Peter Smith

Appeasement and defeatism

Israel is not immune from making blunders

“War is mainly a catalogue of blunders.”So said Winston Churchill with perspicacity borne of bitter experience. Apparently though, Israel is to be held to a higher standard and not only by its avowed and intractable enemies. Four pieces taken from the Australian illustrate the point.

The situation is clear enough. Israel is blockading Gaza because it believes that Hamas will obtain missiles and other weapons to attack Israel. No-one, I think, could reasonably say that Israel has exaggerated the threat. You can debate if you like who is ultimately right and who is wrong in the struggle. There is room for debate about whether the blockade is harming civilians and whether Israel is doing enough to ensure adequate supplies of non-military goods get through. But this isn’t about that. It is about how Israel conducted itself in enforcing the blockade.

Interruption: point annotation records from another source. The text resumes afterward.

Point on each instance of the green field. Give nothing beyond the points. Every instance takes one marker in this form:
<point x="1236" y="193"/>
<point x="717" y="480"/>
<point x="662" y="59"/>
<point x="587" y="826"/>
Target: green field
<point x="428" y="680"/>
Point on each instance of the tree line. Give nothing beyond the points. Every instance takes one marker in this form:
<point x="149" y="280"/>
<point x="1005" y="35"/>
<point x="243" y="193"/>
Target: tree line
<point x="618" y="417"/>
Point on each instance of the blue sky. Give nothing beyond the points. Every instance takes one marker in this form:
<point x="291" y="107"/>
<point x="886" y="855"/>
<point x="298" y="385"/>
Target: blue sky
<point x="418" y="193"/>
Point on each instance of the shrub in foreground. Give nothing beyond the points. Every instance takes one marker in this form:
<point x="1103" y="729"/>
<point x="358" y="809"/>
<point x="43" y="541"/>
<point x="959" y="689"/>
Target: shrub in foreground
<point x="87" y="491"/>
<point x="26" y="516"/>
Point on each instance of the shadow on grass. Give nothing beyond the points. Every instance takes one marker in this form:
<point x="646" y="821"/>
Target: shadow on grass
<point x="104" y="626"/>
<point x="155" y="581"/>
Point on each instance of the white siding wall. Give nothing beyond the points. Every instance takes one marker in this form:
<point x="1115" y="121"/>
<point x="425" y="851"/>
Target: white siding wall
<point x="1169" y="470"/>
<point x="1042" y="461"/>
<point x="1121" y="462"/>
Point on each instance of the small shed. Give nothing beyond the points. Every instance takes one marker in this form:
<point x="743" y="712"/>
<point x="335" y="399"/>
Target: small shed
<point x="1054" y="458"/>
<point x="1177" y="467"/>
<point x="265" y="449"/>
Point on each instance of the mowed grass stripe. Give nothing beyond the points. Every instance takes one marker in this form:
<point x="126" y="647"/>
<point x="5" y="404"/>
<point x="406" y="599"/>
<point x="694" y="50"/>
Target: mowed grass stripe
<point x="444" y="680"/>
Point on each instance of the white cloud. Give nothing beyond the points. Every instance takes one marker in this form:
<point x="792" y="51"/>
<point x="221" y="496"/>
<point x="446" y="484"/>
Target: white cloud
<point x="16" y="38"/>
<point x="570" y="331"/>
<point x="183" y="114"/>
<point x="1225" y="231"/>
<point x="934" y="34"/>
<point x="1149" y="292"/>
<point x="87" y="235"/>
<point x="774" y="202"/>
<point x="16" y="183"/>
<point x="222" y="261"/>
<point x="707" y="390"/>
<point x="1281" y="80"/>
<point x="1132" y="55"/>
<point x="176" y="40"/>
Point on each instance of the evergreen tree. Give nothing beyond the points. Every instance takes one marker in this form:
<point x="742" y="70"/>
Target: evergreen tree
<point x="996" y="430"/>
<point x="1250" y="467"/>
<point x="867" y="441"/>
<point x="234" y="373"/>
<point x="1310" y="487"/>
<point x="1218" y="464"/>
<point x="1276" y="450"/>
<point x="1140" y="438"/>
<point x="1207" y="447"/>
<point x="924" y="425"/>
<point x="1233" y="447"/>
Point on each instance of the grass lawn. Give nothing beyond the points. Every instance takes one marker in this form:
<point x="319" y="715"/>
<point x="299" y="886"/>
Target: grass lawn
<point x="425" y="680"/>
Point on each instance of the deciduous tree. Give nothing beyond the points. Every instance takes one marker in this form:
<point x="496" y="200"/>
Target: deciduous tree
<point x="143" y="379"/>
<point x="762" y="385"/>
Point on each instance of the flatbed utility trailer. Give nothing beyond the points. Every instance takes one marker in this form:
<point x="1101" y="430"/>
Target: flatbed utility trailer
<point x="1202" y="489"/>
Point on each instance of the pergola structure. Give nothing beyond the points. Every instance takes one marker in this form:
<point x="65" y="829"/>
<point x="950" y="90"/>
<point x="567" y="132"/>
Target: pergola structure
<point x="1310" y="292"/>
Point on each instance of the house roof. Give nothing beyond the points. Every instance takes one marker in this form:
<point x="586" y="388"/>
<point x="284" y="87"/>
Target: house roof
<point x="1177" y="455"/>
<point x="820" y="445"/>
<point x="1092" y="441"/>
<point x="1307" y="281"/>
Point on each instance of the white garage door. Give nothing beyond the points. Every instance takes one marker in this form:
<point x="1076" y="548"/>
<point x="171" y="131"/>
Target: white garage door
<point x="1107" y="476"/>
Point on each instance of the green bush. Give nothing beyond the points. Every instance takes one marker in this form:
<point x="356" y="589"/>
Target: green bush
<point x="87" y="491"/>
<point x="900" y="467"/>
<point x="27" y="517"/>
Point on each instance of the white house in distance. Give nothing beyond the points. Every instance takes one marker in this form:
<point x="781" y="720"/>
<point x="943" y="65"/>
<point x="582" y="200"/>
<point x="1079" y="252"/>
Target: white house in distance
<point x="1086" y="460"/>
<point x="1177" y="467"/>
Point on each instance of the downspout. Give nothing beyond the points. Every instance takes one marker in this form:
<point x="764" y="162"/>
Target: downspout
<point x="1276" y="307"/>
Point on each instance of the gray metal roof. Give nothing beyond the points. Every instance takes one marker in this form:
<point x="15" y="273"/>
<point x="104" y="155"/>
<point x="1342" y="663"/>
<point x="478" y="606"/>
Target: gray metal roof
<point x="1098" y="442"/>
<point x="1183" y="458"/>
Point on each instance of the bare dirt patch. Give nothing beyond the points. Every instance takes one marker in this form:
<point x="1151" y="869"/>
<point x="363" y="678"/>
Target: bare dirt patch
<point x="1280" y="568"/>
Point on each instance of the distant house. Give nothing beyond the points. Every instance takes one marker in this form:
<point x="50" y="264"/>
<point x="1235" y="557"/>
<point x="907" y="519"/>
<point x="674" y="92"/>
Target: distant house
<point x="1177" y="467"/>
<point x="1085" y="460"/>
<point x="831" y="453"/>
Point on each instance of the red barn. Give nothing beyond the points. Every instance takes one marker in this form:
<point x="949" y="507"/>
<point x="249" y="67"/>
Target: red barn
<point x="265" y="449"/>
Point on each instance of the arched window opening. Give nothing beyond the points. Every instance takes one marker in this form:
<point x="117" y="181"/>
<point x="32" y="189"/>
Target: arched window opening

Brendan O’Neill in condemning the moral siege of Israel by the ‘respectable world’, writes :“Of course the invasion of the flotilla by Israel defence forces, during which at least nine people were killed, was a deplorable and foolish act of violence”.

Abraham Rabinovich having commented that the confrontation was ‘extremely embarrassing’ refers to suggestions of an alternative strategy, coming from some commando veterans, “that the navy simply foul the rudders of blockade runners and leave them to drift for a while.”

The Australian in an editorial said that, “Israel’s right to defend itself is beyond doubt” but at the same time said that Israel, must avoid “unforced errors” in defending itself.

Greg Sheridan, the foreign editor of the Australian, and who in my view usually writes brilliantly, said: “There’s no doubt Israel tactically mishandled the naval operation against the flotilla of six ships”.

Exactly what are these people suggesting Israel should do when six ships on the high seas are intent on breaking the blockade? They either stop the ships or drop the blockade. There is no middle course.

Presumably Mr O’Neill disagrees with the blockade. But he doesn’t say so. Certainly it was a ‘deplorable’ act of violence, if the blockade is wrong. So, say the blockade is wrong, if that is what you think.

In enforcing the blockade; one thing to do is to warn and then sink. Now that would deter future ships but is obviously untenable. How about the ‘brilliant’ suggestion of fouling rudders? That would look good; setting people adrift on the high seas without steering and wouldn’t they revel in the drawn out impasse.

The Australian’s advice to avoid making ‘unforced errors’, wasn’t advice to Roger Federer. It was to Israel in circumstances in which six ships are told to alter course and ignore the request. Presumably, having read the Australian’s editorial, you tell your soldiers, before they have any idea of what they will meet, that they must at all costs avoid unforced errors. Is that a joke or what?

Exactly how did Israel ‘mishandle’ things, as Greg Sheridan maintains. Cleary people died so it must have been mishandled, mustn’t it? This is the most irritating hindsight view of the world. What are you to do to minimise the risk of injury or death if a ship refuses your request to alter course? Presumably boarding is what you have to do. Now, how exactly do you do that if those on board are intent on resisting or, worse still, if you don’t quite know whether they will resist or to what extent. In fact, as it turned out, those on board one ship armed themselves, and appeared from video evidence to have fought fiercely, while those on other ships were compliant. Maybe, some great military tactician could develop a failsafe strategy in these circumstances, but I doubt it. Napoleon put store on his generals being lucky because he appreciated, before Churchill, what a lottery was the conduct of war.

You have two choices when facing an armed soldier. One is to do as he says. The other is to fight and resist. This may be brave, and even noble if the cause is good, but don’t think that the ensuing violence should have been somehow avoided by the other side’s brilliant harm-minimisation tactics. Rely upon experience that brilliant military tactics generally exist only in hindsight. In the here and now there is only a catalogue of blunders.

To avoid making unforced errors or tactical mistakes; to put yourself in a position where you can do no inadvertent harm, is simply modern Western code for appeasement and defeatism. Our enemies, and Israel’s enemies, will have no such code to inhibit them. That we should count on.